Bapak mendukung penangkapan OTT terjadi?

Yaitu kalau prinsip saya tangan mencincang, bahu memikul. Masing-masing ya kan? Di sini sudah jelas pesannya, kalau ada hal jahat dilakukan, ya tanggung jawab sendiri. Pesan saya itu saja.

 

Rahmat Satria sedang diproses karena OTT bagaimana pendapatnya? 

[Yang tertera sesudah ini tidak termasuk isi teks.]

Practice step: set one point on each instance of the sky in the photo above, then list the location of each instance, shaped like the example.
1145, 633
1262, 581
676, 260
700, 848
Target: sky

Beliau sekarang itu sudah tidak Direktur Operasional, sudah diganti.

 

Bagaimana Pengawasan di Pelindo III sampai bisa ada pungli seperti ini?

Beliau itu tandatangan sebagai Dirut anak perusahaan PT TPS, bukan sebagai Direksi Pelindo III. Yang bekerja sama itu adalah anak perusahaan Pelindo III , yaitu PT TPS dengan PT Ankara. Itu pemiliknya Pelindo III 51% dan DP World swasta 49%. Itu patner kita.

 

Tiap perusahan Petikemas wajib memberikan setoran melalui perusahan PT Ankara? 

You tanya saja ke Dirut anak perusahaan Pelindo III saja, ke Dirut Terminal Petikemas Surabaya. Itu anak perusahaan besar dan dia Perusahaan Terbuka sendiri. RS tandatangan bukan sebagai direksi dan sebagai anak perusahaan. Kerjadiannya sendiri pada 2014.

  

Jadi Rahmat Satria main sendiri?

Ya karena dia selaku Dirut anak perusahaan di sana ketika itu. Dan itu kejadian di anak perusahaan. Perjanjian itu dia tandatangan pada 2014 saat menjabat Dirut kemudian dia diangkat menjadi direksi. Dan beliau diganti dengan Dirut yang baru.

  

Pelindo III tidak ada mengijinkan aksi RS?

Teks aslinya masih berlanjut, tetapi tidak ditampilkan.